I've been a big fan of archaeology ever since I discovered the ancient Egyptians back in grade school. Indiana Jones aside, I think it's absolutely fascinating that we can dig up the remains of civilizations from centuries ago, put the pieces back together (mostly), and get a glimpse into those long-ago lives.

But there's the big question: Exactly how long ago did it all happen?

First of all, there's the issue that the ancient world as a whole is terribly remote from us. It's easy to lump everything BCE into one large mental category without trying to sort it out. But that leads to trouble, since the different cultures and societies didn't all happen at the same time.

The Minoans, for instance, are clearly a pre-Greek, non-Indo-European culture that later came in contact with the Mycenaean Greeks. I like to put them in their historical context alongside the Egyptians, Sumerians, and others who lived during that time period.

We can pretty easily sort out which cultures came before or after others. That's not terribly difficult, what with the layers of remains the archaeologists dig up.
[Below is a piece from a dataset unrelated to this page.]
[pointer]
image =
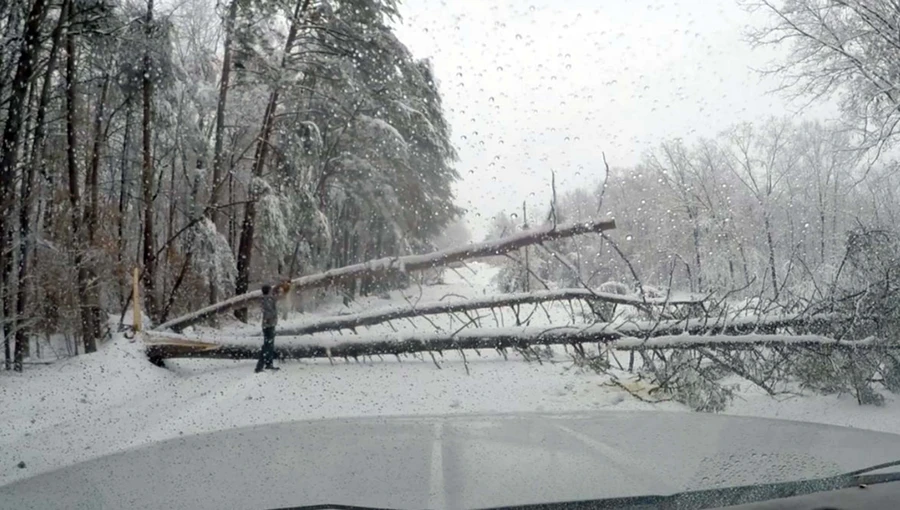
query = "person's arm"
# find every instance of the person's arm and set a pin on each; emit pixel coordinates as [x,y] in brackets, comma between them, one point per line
[282,288]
A bigger problem is absolute dating: figuring out the exact year to label something with. Why is this such a contentious issue?

Partly, it stems from the fact that archaeology wasn't originally a science, not really. It was the hobby (albeit a really enthusiastic one) of wealthy Christian men whose main aim was to prove the historicity of the events in the Bible. So the "baseline" of archaeological dating is the assumed dates, based on the Bible stories, of certain dynasties and kings in ancient Egypt and Mesopotamia. And that's the real problem.

We know now that the world is far older than Irish Archbishop Rev. James Ussher calculated based on the Bible. The problem is that, even though archaeology has progressed into a real and reliable science, much of the dating is still based on those 19th-century biblical calculations.

For instance, for many years the eruption of the volcanic island of Santorini, known as Thera in the ancient world, was dated to about 1450 BCE. It was assumed to have been the cause of the fall of Minoan civilization, since it created a huge tsunami in the eastern Mediterranean as well as doing damage via earthquakes and a drifting ash cloud. But it turns out that the eruption happened much earlier, and the Minoans managed to recover from it.

Dendrochronology and ice core dating now put the eruption of Thera to somewhere between 1646 and 1590 BCE. These are much more accurate methods than the carbon-14 dating that has been popular for years, and obviously also far more accurate than relative dating based on the presumed times of biblical incidents.

So the eruption of Thera didn't destroy Minoan civilization. It killed a lot of people, severely damaged the cities on the eastern and northern coasts of Crete, and put a serious damper on the island's society for 50 or maybe even 100 years afterward, as they slowly rebuilt.

Then they had to deal with the Mycenaean occupation of Knossos, which led to the destruction of most of the Minoan cities by either the Mycenaeans or their hired mercenaries in around 1450 BCE. So yes, the Minoan cities fell at that time (all except Knossos, which was destroyed about a century later) but their destruction wasn't due to the Thera eruption.

The debris layer from the tsunami is pretty spectacular, as archaeologist Sandy Macgillivray has shown with his excavations at Palaikastro on the far eastern tip of Crete. But the Thera eruption wasn't the end of Minoan civilization, and we wouldn't know that if we hadn't developed these newer dating methods.

This kind of information always causes an uproar in the scientific community, when people who have built their careers on the older information scramble to hold onto power. But eventually the newer data wins out.

I like to find out what really happened, even if it doesn't line up with someone's religious text or their preconceived notions. I think we owe that much to these marvelous ancient cultures. They were living, breathing people just like us.